2 Responses to “Work Experience in France”

  1. One bit of good news… if you have a suitable pension in another European country before you arrive in France, then you are NOT required to have another pension in France as per European law. By suitable, in a UK context and working here as self-employed this means that you can count any UK pension scheme that is suitable for self-employed people such as SIPPs (the best option) and stakeholder pensions. What you can’t count is a UK company pension unless you are still working for the company whilst in France, essentially as you can’t contribute to it after you leave the company (if you could, I imagine that you could count that too).
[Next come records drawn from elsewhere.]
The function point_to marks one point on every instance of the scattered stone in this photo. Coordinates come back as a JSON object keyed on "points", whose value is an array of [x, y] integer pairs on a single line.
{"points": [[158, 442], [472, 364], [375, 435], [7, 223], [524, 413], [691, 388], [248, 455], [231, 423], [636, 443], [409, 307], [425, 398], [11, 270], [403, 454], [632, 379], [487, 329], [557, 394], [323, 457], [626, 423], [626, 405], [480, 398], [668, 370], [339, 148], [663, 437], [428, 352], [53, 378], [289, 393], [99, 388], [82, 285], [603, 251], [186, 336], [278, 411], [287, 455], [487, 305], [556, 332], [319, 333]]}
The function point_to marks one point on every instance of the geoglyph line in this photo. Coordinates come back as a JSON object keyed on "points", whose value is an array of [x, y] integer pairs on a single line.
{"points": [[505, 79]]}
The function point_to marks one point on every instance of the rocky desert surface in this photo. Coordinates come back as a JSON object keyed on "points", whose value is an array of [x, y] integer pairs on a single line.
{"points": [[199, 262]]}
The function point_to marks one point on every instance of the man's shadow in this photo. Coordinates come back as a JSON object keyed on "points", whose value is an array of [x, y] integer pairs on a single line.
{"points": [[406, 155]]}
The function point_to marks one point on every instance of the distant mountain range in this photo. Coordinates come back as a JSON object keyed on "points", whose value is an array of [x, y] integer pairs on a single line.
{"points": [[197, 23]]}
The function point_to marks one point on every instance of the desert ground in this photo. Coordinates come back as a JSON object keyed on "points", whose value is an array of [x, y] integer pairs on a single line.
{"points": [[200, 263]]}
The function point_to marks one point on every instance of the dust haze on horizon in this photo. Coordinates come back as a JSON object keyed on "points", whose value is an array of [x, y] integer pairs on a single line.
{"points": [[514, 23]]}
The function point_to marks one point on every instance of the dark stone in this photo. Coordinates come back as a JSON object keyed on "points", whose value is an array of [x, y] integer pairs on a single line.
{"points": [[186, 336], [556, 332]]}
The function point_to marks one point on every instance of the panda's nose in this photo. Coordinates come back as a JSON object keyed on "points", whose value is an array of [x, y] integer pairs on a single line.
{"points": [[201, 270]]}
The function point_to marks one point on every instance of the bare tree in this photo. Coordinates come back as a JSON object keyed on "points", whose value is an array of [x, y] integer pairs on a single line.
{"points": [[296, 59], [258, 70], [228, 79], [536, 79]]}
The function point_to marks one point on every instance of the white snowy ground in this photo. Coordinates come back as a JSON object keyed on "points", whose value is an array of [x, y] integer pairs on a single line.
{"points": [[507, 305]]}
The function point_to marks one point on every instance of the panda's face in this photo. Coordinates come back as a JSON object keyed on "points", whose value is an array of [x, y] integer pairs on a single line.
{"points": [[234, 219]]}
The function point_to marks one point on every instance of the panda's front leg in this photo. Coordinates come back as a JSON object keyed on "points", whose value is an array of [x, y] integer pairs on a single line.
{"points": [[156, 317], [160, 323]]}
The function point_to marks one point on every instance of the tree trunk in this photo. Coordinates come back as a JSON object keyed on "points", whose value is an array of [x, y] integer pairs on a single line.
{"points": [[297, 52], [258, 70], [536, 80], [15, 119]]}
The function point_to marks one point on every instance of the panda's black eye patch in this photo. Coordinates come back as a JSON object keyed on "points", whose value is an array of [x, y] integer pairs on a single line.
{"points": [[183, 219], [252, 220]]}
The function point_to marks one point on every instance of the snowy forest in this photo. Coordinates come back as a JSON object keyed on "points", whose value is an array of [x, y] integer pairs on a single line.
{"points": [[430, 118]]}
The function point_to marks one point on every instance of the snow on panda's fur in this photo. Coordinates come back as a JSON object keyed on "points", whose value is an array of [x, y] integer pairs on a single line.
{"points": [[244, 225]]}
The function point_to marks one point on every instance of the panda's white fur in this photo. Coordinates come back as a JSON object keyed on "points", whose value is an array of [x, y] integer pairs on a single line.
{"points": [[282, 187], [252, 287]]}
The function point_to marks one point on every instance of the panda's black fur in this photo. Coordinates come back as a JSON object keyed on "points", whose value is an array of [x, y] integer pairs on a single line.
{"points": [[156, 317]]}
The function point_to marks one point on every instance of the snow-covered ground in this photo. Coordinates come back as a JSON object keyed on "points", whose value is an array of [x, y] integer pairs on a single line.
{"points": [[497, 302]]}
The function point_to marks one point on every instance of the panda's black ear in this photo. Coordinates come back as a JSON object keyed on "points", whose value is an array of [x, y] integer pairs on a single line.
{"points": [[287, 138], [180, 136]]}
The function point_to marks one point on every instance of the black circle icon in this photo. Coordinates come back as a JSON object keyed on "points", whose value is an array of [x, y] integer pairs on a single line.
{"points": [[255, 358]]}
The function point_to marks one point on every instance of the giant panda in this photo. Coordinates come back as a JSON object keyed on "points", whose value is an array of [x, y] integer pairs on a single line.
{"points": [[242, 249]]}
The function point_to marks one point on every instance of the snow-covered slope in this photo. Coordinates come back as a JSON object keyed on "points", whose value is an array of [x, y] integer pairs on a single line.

    Incidently, you still get UK tax relief for at least five years after you leave the UK on any pension contributions up to the stakeholder limit when I left and probably more now under the new UK regulations.

    The French don’t like it and send several letters demanding that you join a French scheme but by now have long since given up hope of getting me pay into a French pension as with each reply I quoted more and more European law to fill in gaps in their knowledge. They seemed to rely on the word “obligatory” for their arguments but it’s only obligatory if you don’t have a suitable pension from another European country.

  2. Oh, and you WILL receive a French state pension. What happens when you retire is that they add up the number of years of contributions to national insurance or its equivalent elsewhere in Europe and whatever European country you retire in is stuck with the bill for the amount of state pension under their scheme that they would need to pay for that number of years of contributions.

    Soooo, best plan is to work in the cheapest country for national insurance equivalent and retire in the one that pays the highest pension. Funnily enough, you can them emmigrate from that country and still receive their pension!